I love theBoardlist. I was the founder. I love it because I think about smart and amazing women I know, and I refer them to theBoardlist all the time. When they get a board, I do feel in fact the reward and the excitement of seeing somebody else who’s great rise to a position of power and influence.

I do it very naturally within my network. That’s a great thing, right? It is, but there’s only one thing that is better than sharing power naturally within your network. Any ideas what it is?

What happens when you share power within your network? Today, I benefit from the fact that I am putting together amazing women on theBoardlist, who in turn by the way are my power endorsers and who bring other women.

On the one hand, that’s great. I can pat myself on the back. On the other hand, what I’ve also realized, as I’ve been on this journey over the past two years, is that if my network looks like this, there’s also a problem with it.

This is the last idea I’ll leave you with, as we come off the topic of boards, and being better board members, and building and sharing power.

It’s this. In fact, it’s true that for all of us, myself included, the work doesn’t stop when you share power with people in your network because if you’re like many of the people in the room and you are a one presenter, power doesn’t flow very far.

What is the true opportunity for power? What is the true opportunity for power flow and power sharing? It’s to create a true opportunity for access.

That means for every one of us, we are going to have to be far more deliberate about thinking, about how we share power and let power flow with people who are not the obvious people in our network, but to reach to the farthest points of our network.

Maybe beyond our network, to find opportunities, to let others who really have the opportunity inclusion really access power as well.
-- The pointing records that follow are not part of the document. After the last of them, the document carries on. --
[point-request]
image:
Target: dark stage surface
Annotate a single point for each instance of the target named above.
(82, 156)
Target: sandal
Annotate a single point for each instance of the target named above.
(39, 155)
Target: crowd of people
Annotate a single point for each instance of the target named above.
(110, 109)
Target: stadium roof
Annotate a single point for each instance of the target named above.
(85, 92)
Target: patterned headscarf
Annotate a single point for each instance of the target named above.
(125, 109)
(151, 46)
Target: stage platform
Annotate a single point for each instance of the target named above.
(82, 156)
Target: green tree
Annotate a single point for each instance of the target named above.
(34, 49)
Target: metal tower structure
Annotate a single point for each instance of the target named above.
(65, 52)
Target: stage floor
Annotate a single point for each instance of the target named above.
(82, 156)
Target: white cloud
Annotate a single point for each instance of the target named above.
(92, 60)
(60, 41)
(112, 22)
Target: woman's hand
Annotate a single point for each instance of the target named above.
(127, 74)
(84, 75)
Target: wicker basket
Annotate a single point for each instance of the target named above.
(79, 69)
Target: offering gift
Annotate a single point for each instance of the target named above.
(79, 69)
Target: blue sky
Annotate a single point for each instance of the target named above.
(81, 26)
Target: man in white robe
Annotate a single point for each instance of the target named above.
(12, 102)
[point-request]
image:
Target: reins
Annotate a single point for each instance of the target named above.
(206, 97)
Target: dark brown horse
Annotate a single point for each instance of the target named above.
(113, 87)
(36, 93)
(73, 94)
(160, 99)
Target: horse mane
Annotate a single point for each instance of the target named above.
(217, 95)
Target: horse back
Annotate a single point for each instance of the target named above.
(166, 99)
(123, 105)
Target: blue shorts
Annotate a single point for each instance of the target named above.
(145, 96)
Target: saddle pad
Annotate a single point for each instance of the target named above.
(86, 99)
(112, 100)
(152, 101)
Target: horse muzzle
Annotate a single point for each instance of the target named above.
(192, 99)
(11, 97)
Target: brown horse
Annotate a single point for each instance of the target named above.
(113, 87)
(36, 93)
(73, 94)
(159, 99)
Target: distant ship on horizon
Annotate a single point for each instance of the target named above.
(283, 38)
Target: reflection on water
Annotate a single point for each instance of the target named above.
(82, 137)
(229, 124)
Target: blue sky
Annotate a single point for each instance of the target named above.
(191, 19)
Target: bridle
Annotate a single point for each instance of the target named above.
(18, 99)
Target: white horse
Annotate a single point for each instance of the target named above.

Three big ideas. Do the fundamentals well. Boardrooms win when boardrooms are led and managed well. Number two, if you are in any kind of position where you think all day about amassing power or being powerful, shift your thinking. Start to think about how you share and let power flow to others, and you will create change in any organization you lead, inside the boardroom or out.

Lastly, when you think about those you share power with, look beyond your obvious networks and think about creating a true opportunity for power flow and inclusion five generations out from where you are today. Thanks so much.